Wednesday, January 25, 2012

Economic Lessons From An Early Age

Choo Choo Coleman is back in town.

I wasn’t a NY Mets fan growing up, nor at present, but I saw Choo Choo play for the Mets in the old Polo Grounds, the team’s first home before Shea Stadium and now Citi Field rose in Flushing Meadows. It was at the Polo Grounds I witnessed first-hand the mastery of Sandy Koufax of the Los Angeles Dodgers. At the Polo Grounds, pitchers would warm up before the game near their respective dugouts. As Koufax warmed up, my brother and I made our way to the front row. I still can visualize the 12-to-6 curveballs Koufax spun during his warm-ups, hear the thumps of his fastballs as they hit the catcher’s mitt.

Choo Choo (nobody called him Coleman) came back to New York for the first time since 1966 to be a featured guest at baseball memorabilia shows and a baseball writers’ dinner (http://www.nytimes.com/2012/01/24/sports/baseball/mets-choo-choo-coleman-50-years-later.html?_r=1&src=me&ref=sports).

One of the foundations of any sports show is the showcasing and trading of baseball cards. Like most youngsters I had a massive baseball card collection, cleaned out one day by my mother. I didn’t have a hard to secure Rogers Hornsby card, but I had my fair share of Mickey Mantles, Yogi Berras, Roberte Clementes and Stan Musials.

Baseball cards were not just for collecting. They were also for playing with, often in ways that were sort of like gambling. Just like pitching pennies, where the winner is the one who flicked a penny closest to the wall, kids would cast cards toward a wall. A variation on this game was tossing a card towards a wall already targeted by your opponent; if your card landed on top of your opponent’s, you claimed his card. If it didn’t, he took yours.

Another game entailed holding a card to a wall and letting it tumble down. Your opponent won your card if his fell on top of yours. He lost his if it didn’t.

A fourth game was dropping cards from your hand to match the front or back of your opponent’s cards. One trick we used—if you wanted the card to land on its picture side, you’d hold the card with the back facing out. Fifth game variation: dropping cards from a wall, your opponent trying to match the fronts and backs.

Baseball cards were not just gambling devices. Using clothes pins, kids affixed cards to bicycle wheel spokes to make clicking noises while speeding through neighborhoods. Of course, I didn't do this because I never learned to ride a two-wheeler as a child.

Cards were also used to set up a defensive field in a game of marble baseball. If a batted marble rolled to a pre-determined spot on the field without first touching a card, you reached base safely. But if a marble skimmed over a card, you were out.

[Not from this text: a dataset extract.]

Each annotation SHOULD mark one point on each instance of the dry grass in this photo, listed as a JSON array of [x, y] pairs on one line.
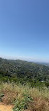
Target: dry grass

Perhaps the greatest contribution baseball cards made to the youth of America was their part in our education into the ways of capitalism.

Baseball cards were our currency of exchange We learned about supply and demand. We learned not all cards had equal value. We learned how to trade for the cards we wanted. We learned how to be good losers. We learned how to size up the competition, how to stay away from sharpies, how to exploit suckers. We learned fortunes could be won or lost in an hour. We learned sometimes it's the smart thing to walk away during a hot streak, that success can be fleeting if based on the flip of a card.

We learned, ultimately, that not everyone shared our values, that what we thought was gold our mothers thought was trash.

We learned to forgive, at least on the outside, but never to forget the simple joys of baseball cards.

And lest anyone think I'd forgotten, mom also threw out my comic book collection.